Post-Brexit reforms to UK data protection laws on course to pass by the summer


Businesses have been told to expect the proposed post-Brexit reform to UK data protection laws to come to fruition this summer, with the Data Protection and Digital Information (DPDI) Bill seemingly set to pass through the parliamentary process before the UK parliament rises for summer recess on 23 July.

Data protection law expert Kathryn Wynn of Pinsent Masons highlighted the forthcoming change after a date of 10 June 2024 was fixed for the report stage for the Bill in the House of Lords.

The DPDI Bill was introduced into the UK parliament in March 2023. Its purpose is to, post-Brexit, create a new UK data rights regime that is less burdensome on businesses and researchers in order to encourage innovation by affecting changes to existing UK data protection laws, which are predominantly set out in the UK General Data Protection Regulation (UK GDPR) and Data Protection Act 2018.

The Bill has already completed its passage through the House of Commons, been read twice in the Lords and cleared the Lords committee stage.
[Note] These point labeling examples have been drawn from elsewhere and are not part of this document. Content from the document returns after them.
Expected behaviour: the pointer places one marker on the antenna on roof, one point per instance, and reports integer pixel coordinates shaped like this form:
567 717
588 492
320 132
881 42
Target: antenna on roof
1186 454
The next stage, the report stage, is where all members of the Lords will have a chance to propose amendments to the Bill and discuss and vote on those amendments.

The report stage immediately precedes the third reading stage of the Bill which is the last chance of for peers to ensure the Bill is workable. After third reading, the Bill will be sent back to the House of Commons for consideration of Lords amendments as both Houses of Parliament must agree on the Bill’s exact wording. This can start a process called ‘ping pong’ whereby the Bill goes back and forth between the Commons and the Lords, until the final text is ratified. Once that happens, the Bill will go for Royal Assent.

As currently drafted, the Bill would alter how ‘personal data’ – to which data protection law applies – is defined in the UK; enable organisations to refuse to act on “vexatious or excessive” data subject access requests; loosen restrictions around the processing of personal data for research purposes and in respect of automated decision-making; remove some record-keeping duties organisations face; and remove the requirement that controllers or processors not established in the UK have to appoint a UK representative.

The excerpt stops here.